Which version of FreeBSD and SSH are you using?

Also; how exactly did you install SSH (if you did that is)?


----------



## aadryaan94 (Jun 29, 2013)

I have FreeBSD 9.1, and I don't install SSH.


----------



## wblock@ (Jun 29, 2013)

There just is not enough information to tell what is going on.  Why is sshd(8) core dumping?  Why can't it write a core file?  Is it booting in single user mode?


----------



## aadryaan94 (Jun 29, 2013)

This is a virtual machine. I don't know why sshd is dumping core.


----------



## ShelLuser (Jun 29, 2013)

You really need to elaborate a _lot_ more than that. You're using a virtual machine; which software are you using? When FreeBSD has started and you log on, do you see any other weird messages in the logfiles besides this one?

Alas, after you logged on to the system try these commands and share the full output they give you:

`$ mount | grep "\ /\ "`
This may help us determine if your root directory hasn't been set read only.

`# sshd -T`
This will give you an entire list and possibly also some error messages. Put it all in here (remember the 'code' tags so that it becomes easier to read for us) and it might help us recognize something.

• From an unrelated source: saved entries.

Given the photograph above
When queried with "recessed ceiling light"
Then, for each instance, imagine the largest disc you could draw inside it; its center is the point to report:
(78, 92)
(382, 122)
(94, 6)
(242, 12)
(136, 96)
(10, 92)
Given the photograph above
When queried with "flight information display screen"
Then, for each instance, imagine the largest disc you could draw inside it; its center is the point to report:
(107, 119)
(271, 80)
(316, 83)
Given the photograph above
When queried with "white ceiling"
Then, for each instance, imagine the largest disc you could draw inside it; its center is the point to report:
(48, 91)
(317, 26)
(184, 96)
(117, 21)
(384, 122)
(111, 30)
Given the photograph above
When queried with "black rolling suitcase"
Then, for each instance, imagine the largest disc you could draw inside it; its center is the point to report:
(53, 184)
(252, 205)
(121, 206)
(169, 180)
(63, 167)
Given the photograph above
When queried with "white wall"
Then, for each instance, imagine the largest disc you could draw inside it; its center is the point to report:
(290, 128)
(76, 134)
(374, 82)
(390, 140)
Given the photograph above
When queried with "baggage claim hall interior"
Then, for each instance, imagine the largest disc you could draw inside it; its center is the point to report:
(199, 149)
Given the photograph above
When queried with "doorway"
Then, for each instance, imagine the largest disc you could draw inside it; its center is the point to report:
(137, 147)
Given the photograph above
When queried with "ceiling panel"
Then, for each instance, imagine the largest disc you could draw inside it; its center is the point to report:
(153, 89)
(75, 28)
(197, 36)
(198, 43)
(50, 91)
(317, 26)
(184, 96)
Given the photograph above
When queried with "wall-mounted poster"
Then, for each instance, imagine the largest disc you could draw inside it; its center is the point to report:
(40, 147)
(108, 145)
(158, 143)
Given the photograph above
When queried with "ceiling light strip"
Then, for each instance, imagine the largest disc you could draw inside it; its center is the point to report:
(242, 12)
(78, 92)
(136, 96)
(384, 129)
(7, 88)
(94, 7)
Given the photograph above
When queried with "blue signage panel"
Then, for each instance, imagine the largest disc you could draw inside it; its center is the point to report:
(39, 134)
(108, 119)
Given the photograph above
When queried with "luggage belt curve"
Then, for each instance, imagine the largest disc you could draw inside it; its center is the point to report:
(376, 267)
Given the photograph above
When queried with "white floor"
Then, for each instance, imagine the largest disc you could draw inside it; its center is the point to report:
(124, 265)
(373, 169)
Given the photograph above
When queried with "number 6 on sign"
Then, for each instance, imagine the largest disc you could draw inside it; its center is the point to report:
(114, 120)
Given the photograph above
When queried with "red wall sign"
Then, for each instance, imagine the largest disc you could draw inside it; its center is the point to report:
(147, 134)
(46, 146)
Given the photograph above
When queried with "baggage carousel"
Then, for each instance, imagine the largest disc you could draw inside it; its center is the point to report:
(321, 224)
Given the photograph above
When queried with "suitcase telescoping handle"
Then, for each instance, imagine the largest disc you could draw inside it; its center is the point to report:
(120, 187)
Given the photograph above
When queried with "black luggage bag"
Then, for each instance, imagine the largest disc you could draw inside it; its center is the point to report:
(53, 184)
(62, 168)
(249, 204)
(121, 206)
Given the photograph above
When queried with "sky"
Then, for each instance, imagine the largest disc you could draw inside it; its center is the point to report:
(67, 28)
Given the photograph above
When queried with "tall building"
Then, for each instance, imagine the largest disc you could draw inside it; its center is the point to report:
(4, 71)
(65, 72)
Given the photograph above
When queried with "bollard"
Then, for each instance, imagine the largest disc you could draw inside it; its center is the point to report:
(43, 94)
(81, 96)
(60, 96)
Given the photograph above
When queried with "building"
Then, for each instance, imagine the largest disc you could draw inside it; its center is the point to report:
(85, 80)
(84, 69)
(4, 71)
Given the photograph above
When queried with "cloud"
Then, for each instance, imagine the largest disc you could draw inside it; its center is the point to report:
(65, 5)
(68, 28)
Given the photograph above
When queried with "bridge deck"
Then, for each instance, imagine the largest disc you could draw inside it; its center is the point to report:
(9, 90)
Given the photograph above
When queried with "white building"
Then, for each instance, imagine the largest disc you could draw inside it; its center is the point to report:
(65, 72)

But apart from that there's not much to say about this yet.


----------



## igorino (Jul 6, 2013)

Looks like some file/installation corruption for me, what about boot single user, mount / readonly and then fsck on it? `# fsck -y /`


----------



## throAU (Jul 9, 2013)

igorino said:
			
		

> Looks like some file/installation corruption for me, what about boot single user, mount / readonly and then fsck on it? `# fsck -y /`



If it is a virtual machine and you are experiencing corruption, I'd take the first step of verifying that the hardware is OK from your *host* OS.


----------